Poser 11: 3 ways Poser works with other programs, plus the DAZ workaround

Jun 17, 2020 at 10:00 am by Michelle Willard

3 ways Poser works with other programs

Since last week's post about the DSON Importer from DAZ, we've gotten many questions about a workaround, as well as using Poser with other software.

As you probably know, Poser allows you to import and export various types of content such as background images, movies, and 3D objects to use with your renders. This allows you to use third-party applications to create textures, background scenes, and clothing that you can use to enhance your scenes.

You can bring both Poser and non-Poser files into your scenes. These could be images, movies, or props, which you can convert into Poser figures in The Setup Room. Once converted to a supported file format, you can drag and drop the files into your scene.

Here're three ways that you can use files from different programs in your renders.

The Genesis Work Around 

For up to Genesis 2 figures, the work-around for saving DAZ Studio figures for use in Poser is fairly easy. These are the figures that would normally be supported by the DSON Importer, but it will work with any "TriAx" rigged figure.

How to do it:

• Load the figure in an empty scene in DAZ.
• Apply any of the morphs you want to include. (Don't need to be actively applied just displayed in the list of morphs)
• Choose File > Export > Poser CR2.
• Select Base figure type.
• Choose a runtime folder for Poser. (Pro tip: Put into in a new empty runtime so it's easily located.)
• Check Save with PMD.
• Check Collect Files in Base Runtime Path.

This gives you a Basic CR2 for Genesis 1 or Genesis 2, but DAZ saves the files in Poser 9 format so there won't be materials for SuperFly.

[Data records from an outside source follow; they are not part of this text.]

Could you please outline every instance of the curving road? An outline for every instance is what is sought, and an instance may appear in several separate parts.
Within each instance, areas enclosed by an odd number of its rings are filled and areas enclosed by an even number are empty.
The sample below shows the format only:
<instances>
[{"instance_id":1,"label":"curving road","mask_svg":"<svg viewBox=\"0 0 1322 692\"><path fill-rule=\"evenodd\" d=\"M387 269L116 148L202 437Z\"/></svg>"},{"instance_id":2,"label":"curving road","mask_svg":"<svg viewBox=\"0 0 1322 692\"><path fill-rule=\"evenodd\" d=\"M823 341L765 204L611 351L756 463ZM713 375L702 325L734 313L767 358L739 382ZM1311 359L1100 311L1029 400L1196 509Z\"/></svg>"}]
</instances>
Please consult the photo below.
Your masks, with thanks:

It creates the same kind of file that was created importing with DSON. And like with DSON, materials will need to be created, because only the most basic Diffuse map materials are generated automatically.

An easy way to get a nice skin shader is to use one of the included La Femme materials and then switch out the maps for the Genesis maps.

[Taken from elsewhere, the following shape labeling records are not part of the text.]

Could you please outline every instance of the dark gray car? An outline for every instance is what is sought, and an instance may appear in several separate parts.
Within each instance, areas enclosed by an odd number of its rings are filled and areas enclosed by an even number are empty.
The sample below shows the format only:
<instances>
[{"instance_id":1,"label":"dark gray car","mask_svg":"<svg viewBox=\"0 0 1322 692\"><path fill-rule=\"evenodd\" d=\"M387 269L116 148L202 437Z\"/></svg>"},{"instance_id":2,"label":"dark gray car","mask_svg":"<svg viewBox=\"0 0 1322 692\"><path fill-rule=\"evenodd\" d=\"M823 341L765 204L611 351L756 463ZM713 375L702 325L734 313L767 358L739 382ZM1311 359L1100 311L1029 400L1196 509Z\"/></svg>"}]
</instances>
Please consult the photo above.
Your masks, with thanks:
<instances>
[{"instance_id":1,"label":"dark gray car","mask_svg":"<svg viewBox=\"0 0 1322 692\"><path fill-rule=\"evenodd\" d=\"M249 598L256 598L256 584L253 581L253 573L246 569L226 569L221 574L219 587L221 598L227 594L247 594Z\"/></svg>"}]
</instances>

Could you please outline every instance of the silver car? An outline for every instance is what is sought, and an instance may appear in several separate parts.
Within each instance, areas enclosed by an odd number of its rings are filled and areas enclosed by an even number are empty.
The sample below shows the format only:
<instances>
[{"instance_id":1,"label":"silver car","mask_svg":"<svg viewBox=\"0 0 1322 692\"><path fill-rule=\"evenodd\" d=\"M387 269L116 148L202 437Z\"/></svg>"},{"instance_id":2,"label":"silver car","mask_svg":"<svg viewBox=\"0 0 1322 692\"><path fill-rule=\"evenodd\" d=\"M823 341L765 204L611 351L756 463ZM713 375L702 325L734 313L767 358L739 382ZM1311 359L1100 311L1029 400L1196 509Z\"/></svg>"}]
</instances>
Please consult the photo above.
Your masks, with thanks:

Unfortunately, exporting a CR2 for Genesis in versions 3 and over yields a broken CR2. That means getting newer figures to work in Poser requires more effort. Because of the changed rigging system, you will need to use Willdial's Genesis 3 Updater, which can be found in Renderosity's FreeStuff section. It works on both G3 and G8 figures.

Using Poser with ZBrush

ZBrush is a digital sculpting tool that gives users the ability to create or modify high-res models for use in Poser, as well as other softwares.

To use with Poser, you'll need the GoZ app, which allows users to export a complete figure mesh, or a selected actor or body part to create custom morphs and reimport them back into Poser. The GoZ plugin makes morph creation - including reverse deformation joint controlled morphs - easy and painless.

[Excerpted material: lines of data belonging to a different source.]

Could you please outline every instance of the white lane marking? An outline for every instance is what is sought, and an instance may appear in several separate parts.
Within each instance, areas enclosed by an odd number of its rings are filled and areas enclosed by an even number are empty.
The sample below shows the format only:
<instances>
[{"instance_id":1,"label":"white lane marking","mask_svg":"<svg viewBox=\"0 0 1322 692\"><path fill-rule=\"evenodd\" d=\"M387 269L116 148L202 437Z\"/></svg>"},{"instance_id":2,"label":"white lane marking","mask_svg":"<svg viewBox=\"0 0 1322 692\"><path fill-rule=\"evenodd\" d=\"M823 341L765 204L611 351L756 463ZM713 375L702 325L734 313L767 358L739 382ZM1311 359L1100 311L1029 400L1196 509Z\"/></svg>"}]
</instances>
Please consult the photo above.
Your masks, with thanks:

In addition, you can also add additional detail to a model with normal or displacement maps.

Using Poser with Blacksmith3D

Blacksmith3D allows you to perform high-resolution texture painting, stack layers to change the blending modes and strengths for texture compositions. Blacksmith3D, which is also owned by Poser's parent company, uses chisel deformers, so users can sculpt models to bulge, smooth, flatten, sharpen and add contour details; real-time displacement/bump map painting and rendering; auto-UV mapping and more.

Along with Blacksmith3D, Texture Transformer 2.0 lets users create skin textures in the following file types: cr2, duf, pz2 or mc6. TTv2 is available in Blacksmith3D Pro 7. Add-ons for TTv2 let users easily convert figures to newer versions.

Bonus: Importing 3D Objects Tips & Tricks

When using your favorite 3D modeling application for creating new geometries for conversion into Poser figures/props, it is a good idea to follow these guidelines in order to speed up the figure creation process and provide a better end result:

• Make sure that you do not have duplicate or overlapping polygons. Duplicate polygons occur when you have two identical parts of the geometry occupying the same location, for example if you accidentally paste an item twice. The following graphic depicts an instance of duplicated polygons within a 3D modeling application. Two spheres that overlap each other.

• Eliminate overlapping polygons, which can occur if pieces of the geometry are embedded within each other. The following graphic shows an example of overlapping polygons on the left (the smaller pipe embedded within the larger one), and the correct way to create the geometry on the right (without overlapping polygons).